PDA

View Full Version : Royal Mail Reference Numbers


Jon Finch
12-07-2006, 02:09 PM
A bit of a UK centric question, but if anyone round the globe can help, feel free!

Royal Mail Recorded/Special Delivery letters contain a thirteen digit references in the form AA xxxx yyyy zGB where AA is any two letters, xxxx and yyyy are four digit numbers, z is a single number and GB is always GB. I'm pretty sure that z is a check digit calculated from the rest of the reference but can't find out how its done.

Anyone know?

Michael Rowley
12-07-2006, 04:10 PM
Jon:

Anyone know?

I don't: but doesn't the Royal Mail site have any information on its numbers? The last digit is probably the check digit; does the way the ISBN check digit is derived give a clue? Suck it and see!

LoisWakeman
12-08-2006, 12:08 AM
Is this any help?

http://www.morovia.com/education/symbology/royalmail.asp

Jon Finch
12-08-2006, 09:26 AM
Many thanks for your responses Michael and Lois, but I eventually got to the bottom of it, as follows:-

Where used, the check digit shall be a single numeric digit calculated in accordance with the following algorithm:
– weight the digits in the serial number using the weighting factors 8 6 4 2 3 5 9 7 (that is, multiply the first digit by 8; the second by 6; the third by 4 and so on down to the last by 7);
– calculate the sum of the weighted values;
– divide this sum by 11 (eleven), obtaining the remainder ;
– subtract the remainder from 11;
– if the result is in the range 1 to 9, use the result as the check digit;
– if the result is 10, use 0 as the check digit;
– if the result is 11, use 5 as the check digit.
>>>

The algorithm is documented in UPU document S10d-5, page 3, section 5.3.3. S10d-5 may be downloaded from here. It is a 128-kilobyte MS Word document: www.upu.int/document... (http://www.bbc.co.uk/go/dna/mbarchers/F2693943/ext/_auto/-/http://www.upu.int/document/2003/an/cep_gan_ep_3-4/src/d012_ad00_an04_p00_r00.doc)

UPU is the Universal Postal Union www.upu.int/ (http://www.bbc.co.uk/go/dna/mbarchers/F2693943/ext/_auto/-/http://www.upu.int/)

That document is part of UPU standard 10, "Data definition and encoding standards". Wikipedia defines it as "a system for assigning 13-character identifiers to items for the purpose of tracking and tracing them during shipping" in its UPU S10 article here: en.wikipedia.org/wik... (http://www.bbc.co.uk/go/dna/mbarchers/F2693943/ext/_auto/-/http://en.wikipedia.org/wiki/S10_%28UPU_standard))

which I've posted in case anyone else needs to know!

Regards,

Michael Rowley
12-08-2006, 11:09 AM
Jon:

I've posted in case anyone else needs to know!

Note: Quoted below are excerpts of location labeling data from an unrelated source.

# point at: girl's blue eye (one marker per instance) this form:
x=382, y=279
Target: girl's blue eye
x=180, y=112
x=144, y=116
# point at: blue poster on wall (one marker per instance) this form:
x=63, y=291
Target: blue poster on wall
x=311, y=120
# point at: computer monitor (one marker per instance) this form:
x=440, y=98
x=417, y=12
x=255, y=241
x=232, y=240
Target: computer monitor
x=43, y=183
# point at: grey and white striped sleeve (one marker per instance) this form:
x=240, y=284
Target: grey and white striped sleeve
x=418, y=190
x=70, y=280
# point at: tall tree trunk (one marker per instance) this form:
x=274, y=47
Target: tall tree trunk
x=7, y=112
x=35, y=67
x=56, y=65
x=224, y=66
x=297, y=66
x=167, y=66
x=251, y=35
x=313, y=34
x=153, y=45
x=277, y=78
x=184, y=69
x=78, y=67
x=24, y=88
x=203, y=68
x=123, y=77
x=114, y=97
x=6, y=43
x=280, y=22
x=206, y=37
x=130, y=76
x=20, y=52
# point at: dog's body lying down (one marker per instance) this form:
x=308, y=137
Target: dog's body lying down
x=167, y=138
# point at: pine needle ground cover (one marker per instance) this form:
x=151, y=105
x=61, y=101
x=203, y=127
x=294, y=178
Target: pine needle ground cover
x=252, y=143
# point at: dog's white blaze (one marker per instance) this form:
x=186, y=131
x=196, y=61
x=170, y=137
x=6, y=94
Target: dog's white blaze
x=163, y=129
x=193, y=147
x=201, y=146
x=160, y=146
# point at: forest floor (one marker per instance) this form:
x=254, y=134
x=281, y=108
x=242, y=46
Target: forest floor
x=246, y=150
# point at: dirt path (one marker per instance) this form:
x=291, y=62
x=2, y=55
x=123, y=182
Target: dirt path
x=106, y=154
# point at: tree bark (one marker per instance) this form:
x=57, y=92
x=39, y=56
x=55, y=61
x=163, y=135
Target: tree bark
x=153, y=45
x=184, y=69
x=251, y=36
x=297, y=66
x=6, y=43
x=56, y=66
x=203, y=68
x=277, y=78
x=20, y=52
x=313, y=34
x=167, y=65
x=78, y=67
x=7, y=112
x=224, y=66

I'm glad you got the information that you wanted; but as a matter of interest, why should anyone want it (apart from the post office workers)? (Call me nosy!)

Jon Finch
01-03-2007, 01:15 PM
Michael,

We do a mass mail out of recorded delivery letters for one of our customers. The Royal Mail recorded delivery stickers are available from Royal Mail on rolls with consecutive xxxx yyyy numbers.

Royal Mail says that rather than write out all of the recorded delivery info by hand, it can be computer generated, but doesn't say how to calculate the z digit! Consecutive numbers are easy in a spreadsheet.

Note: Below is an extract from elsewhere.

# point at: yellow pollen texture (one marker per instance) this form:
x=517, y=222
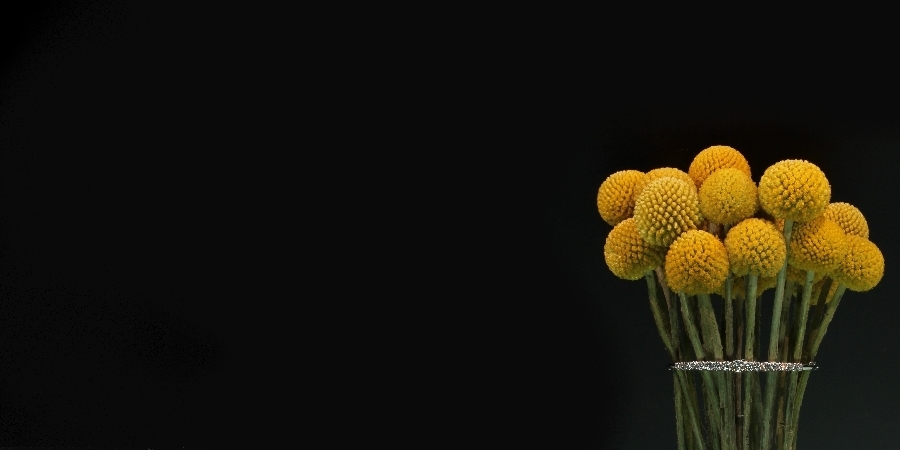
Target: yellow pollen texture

We can keep the roll and cross-refer from the spreadsheet to the roll to find out the z digit but it is so much easier if it is generated.

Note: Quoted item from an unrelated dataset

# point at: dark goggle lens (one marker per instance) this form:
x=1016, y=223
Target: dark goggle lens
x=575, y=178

Funnily enough, I'd emailed the query to Royal Mail. Shortly after I posted the solution, a nice man phoned me up from Royal Mail and said that, yes, the z was a check digit but it was RANDOMLY generated, a contradiction in terms I think.

Anyway, I let him go on his way without letting on that I'd cracked it! I'm not sure whether he genuinely thought he'd given the right answer, didn't really know and fobbed me off with some guff, or whether it is a Royal Mail top secret.

Michael Rowley
01-03-2007, 03:30 PM
Jon:

We do a mass mail out of recorded delivery letters for one of our customers. The Royal Mail recorded delivery stickers are available from Royal Mail on rolls with consecutive xxxx yyyy numbers.

Thank you very much: I had imagined white-haired ladies sticking the recorded delivery labels on in village post offices!

The Royal Mail chap might have been letting the cat out of the bag by letting you know that the 'check' digit didn't mean anything, but was chosen at random. On the other hand, he might well have been talking out of his hat. The information you found seems much more plausible.